The conversation remained civil throughout, however. When asked directly by Gamechanger Films’ Mynette Louie “Who has the sincere desire to correct fact that only 6-7% of dirs of top 250 films=women? Name names,” Trevorrow said, “Well, I do.”
Trevorrow has also made a fuller statement, sent as an email to Slashfilm, in response to the discussion:
The last thing I’d want to communicate is that I don’t acknowledge this problem exists. I think the problem is glaring and obvious. And while it does make me a little uncomfortable to be held up as an example of everything that’s wrong, this is an important dialogue to have, so let’s have it.
Would I have been chosen to direct Jurassic World if I was a female filmmaker who had made one small film? I have no idea. I’d like to think that choice was based on the kind of story I told and the way I chose to tell it.

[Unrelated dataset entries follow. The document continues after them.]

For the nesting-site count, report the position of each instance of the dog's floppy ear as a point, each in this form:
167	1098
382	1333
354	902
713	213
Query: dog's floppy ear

But of course it’s not that simple. There are centuries-old biases at work at every level, within all of us. And yes, it makes me feel shitty to be perceived as part of this problem, because it’s an issue that matters so much to me. If I didn’t care, I wouldn’t talk about it in the first place.
I do stand by the idea that a great many people in the film industry want this to change. I have made attempts at every turn to help turn the tide, and I will continue to do it. When I got the script for “Lucky Them,” released last year, I advocated hard for my friend Megan Griffiths to direct. She did, and she made a wonderful film (see it please). On my next project, “Book of Henry,” nearly all of my department heads and producers are women. Will I give a female filmmaker the same chance Steven Spielberg gave me someday? Let’s hope that when I do, it won’t even be noteworthy. It will be the status quo.
I came home from New York tonight and saw my daughter again after a week away. This had come up earlier in the day, so it was on my mind. I did think a lot about how vital it is for me to empower her now, even at age 3. To encourage her to go out and grab whatever it is she wants in life, to lead. It starts with the constant, steady assurance that the top job is attainable.
Becoming a filmmaker is not easy. It’s years of rejection and disappointment and it’s very hard, often grueling work. The job takes insane levels of endurance and sometimes delusional amounts of self-confidence. All I can do is raise one girl with that kind of fearlessness, then let her choose her path. That’s my contribution. The rest is up to her.